Los pasatiempos extravagantes e inesperados que prefieren los políticos modernos

“Me encanta Londres”, escribió el pintor impresionista, Claude Monetque visitó la ciudad tres veces entre 1899 y 1901, donde pintó 94 cuadros. En septiembre, se inaugurará una exposición de los cuadros londinenses de Monet en la Courtauld Gallery, entre los que se incluye uno, Pont de Londres, que fue propiedad de Winston Churchill. El cuadro fue un regalo conjunto de Navidad y de 75 cumpleaños del agente literario Emery Reves, un regalo elegido para reflejar la pasión de Churchill por la pintura, no solo como conocedor sino como profesional.

Churchill se dedicó a la pintura en 1915, tras perder su puesto como Primer Lord del Almirantazgo tras la desastrosa campaña de Galípoli. Más tarde escribió que se sentía “como una bestia marina sacada de las profundidades… y entonces fue cuando la musa de la pintura vino a rescatarme”. La musa se convirtió en su compañera de toda la vida (y quizás más allá: “Cuando llegue al cielo, planeo pasar una parte considerable de mi primer millón de años pintando”, escribió).

A los políticos modernos les encanta invocar el espíritu churchilliano, pero la idea de un trasfondo extrapolítico como necesidad para contrarrestar las inevitables demandas del servicio público ha menguado, aun cuando las redes sociales han intensificado la tensión de estar constantemente a la vista del público.

Denis Healey (quien, como su contemporáneo político Edward Heath, tocaba el piano “con pasión, aunque no siempre con precisión”, según su obituario) identificó como un defecto de Margaret Thatcher lo que consideraba la falta de un “hinterland” –un pasatiempo absorbente más allá de la política–. Pero en la política moderna parece ocurrir lo contrario.

La única excepción permisible parece ser la escritura: desde Disraeli hasta Nadine Dorries, la ficción brota del Palacio de Westminster (por no hablar de las memorias de ex diputados).
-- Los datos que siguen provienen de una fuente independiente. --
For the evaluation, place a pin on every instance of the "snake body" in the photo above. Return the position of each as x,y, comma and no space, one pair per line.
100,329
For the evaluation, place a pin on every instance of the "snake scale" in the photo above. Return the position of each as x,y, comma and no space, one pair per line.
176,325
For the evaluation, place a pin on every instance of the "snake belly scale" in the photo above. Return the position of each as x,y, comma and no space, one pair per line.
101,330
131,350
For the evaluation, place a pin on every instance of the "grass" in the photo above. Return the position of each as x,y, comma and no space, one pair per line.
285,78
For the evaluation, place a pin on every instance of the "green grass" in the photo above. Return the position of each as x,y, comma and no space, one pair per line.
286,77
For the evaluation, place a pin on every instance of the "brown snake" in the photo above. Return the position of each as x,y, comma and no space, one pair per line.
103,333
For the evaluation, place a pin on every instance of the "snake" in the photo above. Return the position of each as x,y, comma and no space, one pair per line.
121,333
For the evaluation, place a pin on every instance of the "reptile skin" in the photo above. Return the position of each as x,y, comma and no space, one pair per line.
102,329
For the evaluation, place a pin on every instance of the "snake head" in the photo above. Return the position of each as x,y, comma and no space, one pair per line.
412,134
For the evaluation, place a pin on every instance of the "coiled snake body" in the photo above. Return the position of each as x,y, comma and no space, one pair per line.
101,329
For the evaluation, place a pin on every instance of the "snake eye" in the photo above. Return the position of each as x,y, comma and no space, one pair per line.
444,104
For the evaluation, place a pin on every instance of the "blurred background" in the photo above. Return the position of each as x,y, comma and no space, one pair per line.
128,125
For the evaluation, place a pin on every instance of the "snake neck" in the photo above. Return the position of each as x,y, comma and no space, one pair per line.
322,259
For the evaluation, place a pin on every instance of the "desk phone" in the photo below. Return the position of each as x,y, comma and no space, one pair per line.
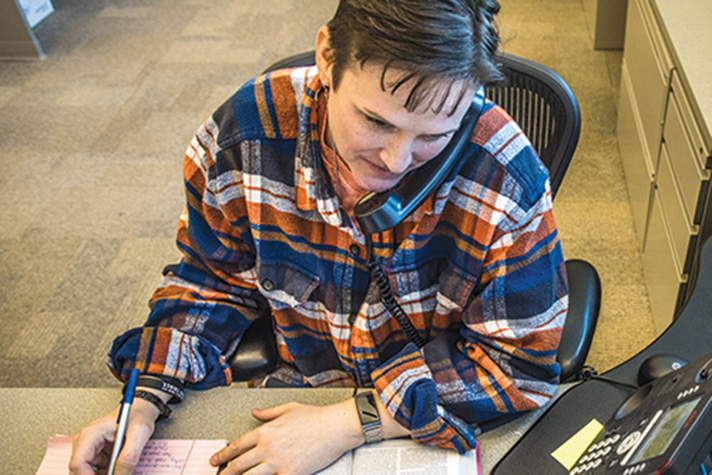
664,427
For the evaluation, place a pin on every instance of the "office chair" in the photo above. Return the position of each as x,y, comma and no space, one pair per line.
547,111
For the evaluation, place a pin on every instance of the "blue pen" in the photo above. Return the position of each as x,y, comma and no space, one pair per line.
123,420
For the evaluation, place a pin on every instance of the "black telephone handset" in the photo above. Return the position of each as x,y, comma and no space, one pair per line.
378,212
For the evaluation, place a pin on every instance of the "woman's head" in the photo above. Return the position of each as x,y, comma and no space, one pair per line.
434,42
402,74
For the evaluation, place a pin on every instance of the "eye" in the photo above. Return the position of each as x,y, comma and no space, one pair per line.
378,123
435,138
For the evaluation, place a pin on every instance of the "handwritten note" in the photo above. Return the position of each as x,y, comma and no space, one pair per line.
159,457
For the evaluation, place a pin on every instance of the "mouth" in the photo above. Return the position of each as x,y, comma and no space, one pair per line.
382,172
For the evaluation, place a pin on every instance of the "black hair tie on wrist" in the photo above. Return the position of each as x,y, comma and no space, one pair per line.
163,409
168,385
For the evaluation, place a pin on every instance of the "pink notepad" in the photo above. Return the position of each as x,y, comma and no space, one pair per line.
159,457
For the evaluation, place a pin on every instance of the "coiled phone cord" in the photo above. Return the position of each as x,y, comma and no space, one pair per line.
388,299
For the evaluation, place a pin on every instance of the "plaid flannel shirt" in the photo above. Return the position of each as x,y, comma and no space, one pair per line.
478,268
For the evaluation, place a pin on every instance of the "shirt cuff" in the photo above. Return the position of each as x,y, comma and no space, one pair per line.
169,352
406,387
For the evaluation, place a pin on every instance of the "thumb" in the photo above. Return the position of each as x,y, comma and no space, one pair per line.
138,433
267,414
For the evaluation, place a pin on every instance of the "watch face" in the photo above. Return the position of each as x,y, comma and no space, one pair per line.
368,414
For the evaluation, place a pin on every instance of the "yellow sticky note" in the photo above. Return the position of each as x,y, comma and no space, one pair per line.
570,451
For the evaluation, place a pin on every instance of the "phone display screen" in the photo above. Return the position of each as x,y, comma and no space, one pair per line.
665,431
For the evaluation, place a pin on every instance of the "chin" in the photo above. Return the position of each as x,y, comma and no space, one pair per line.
378,186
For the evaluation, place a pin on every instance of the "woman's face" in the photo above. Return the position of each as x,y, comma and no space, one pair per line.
379,140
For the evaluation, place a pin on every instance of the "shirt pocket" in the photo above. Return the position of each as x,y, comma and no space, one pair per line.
435,281
284,285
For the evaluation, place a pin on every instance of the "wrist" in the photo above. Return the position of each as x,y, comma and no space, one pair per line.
351,423
391,427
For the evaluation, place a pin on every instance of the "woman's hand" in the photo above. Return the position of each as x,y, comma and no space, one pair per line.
92,446
295,438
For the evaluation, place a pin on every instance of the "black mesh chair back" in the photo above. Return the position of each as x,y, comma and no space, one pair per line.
544,107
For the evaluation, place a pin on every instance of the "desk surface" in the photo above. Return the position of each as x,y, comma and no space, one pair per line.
30,416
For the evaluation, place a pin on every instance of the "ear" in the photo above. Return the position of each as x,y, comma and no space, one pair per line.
324,59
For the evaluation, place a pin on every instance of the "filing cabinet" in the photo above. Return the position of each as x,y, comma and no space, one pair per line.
665,144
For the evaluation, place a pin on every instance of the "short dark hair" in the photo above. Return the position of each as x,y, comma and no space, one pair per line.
431,41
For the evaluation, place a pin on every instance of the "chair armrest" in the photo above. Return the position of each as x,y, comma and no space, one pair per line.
584,306
256,355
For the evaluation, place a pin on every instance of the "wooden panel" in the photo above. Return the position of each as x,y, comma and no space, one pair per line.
637,164
679,228
687,171
662,271
649,69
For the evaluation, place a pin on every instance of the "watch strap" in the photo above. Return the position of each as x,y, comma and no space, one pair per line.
163,410
369,417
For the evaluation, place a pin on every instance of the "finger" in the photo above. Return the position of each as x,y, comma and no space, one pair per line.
137,435
89,443
250,460
270,413
234,449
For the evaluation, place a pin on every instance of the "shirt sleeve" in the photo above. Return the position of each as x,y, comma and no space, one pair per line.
503,359
207,301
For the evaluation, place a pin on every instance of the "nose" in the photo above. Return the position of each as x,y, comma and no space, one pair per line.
397,155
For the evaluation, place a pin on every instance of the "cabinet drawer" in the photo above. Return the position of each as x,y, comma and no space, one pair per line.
679,227
687,153
662,271
635,157
649,68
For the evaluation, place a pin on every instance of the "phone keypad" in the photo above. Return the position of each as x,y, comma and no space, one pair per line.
595,454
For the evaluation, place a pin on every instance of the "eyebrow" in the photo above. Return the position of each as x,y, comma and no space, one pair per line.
369,113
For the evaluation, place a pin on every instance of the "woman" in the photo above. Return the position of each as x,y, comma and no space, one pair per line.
271,183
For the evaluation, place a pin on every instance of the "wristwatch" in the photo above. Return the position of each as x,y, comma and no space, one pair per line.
368,414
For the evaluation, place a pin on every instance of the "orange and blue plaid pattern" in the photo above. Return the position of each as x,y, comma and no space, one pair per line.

Pero Churchill, un autor prolífico, hizo una clara distinción entre los pasatiempos relajantes y la escritura (o la lectura), que sólo sirvió para agotar aún más el cerebro hiperactivo.

Si se busca en la actual lista de Westminster evidencias de un hinterland cultural, aparecen algunos ejemplos interesantes y peculiares: Andrew Bowie (Con), director asistente de The Garioch Fiddlers Strathspey and Reel Society; el saxofonista de jazz Darren Jones (Lab); Vince Cable (Lib Dem), ágil ex concursante de Strictly. Pero en una era política en la que las artes han sido lamentablemente infravaloradas, sería bueno escuchar al Primer Ministro, un músico talentoso que asistió a la Guildhall School of Music, hablar en favor de la importancia crucial de los hinterlands.


Alivio fiscal

Entre las instalaciones del baño privado del Ministro de Hacienda en el Tesoro hay un urinario de porcelana. Es de poca utilidad para la actual Ministra, Rachel Reeves, que consideró retirarlo, sólo para enterarse de que el mueble de 100 años de antigüedad tiene asociaciones con Churchill (prácticas, más que –en el espíritu de la famosa obra de arte de Marcel Duchamp de 1917, La fuente– culturales), y que su eliminación requeriría el permiso de construcción protegida, con un costo inicial de unas 8.000 libras.

En el Tesoro se habla de ocultar el objeto con una maceta, pero dadas las conclusiones del Proyecto Comprometido, que concluyó en 2022 que la provisión de baños públicos de alta calidad contribuiría significativamente a la regeneración de las calles principales del país en dificultades, la Canciller podría hacer mejor en conservar el urinario –un diseño elegante, casi Art Decó– para recordarle que hay más de un tipo de alivio fiscalmente importante.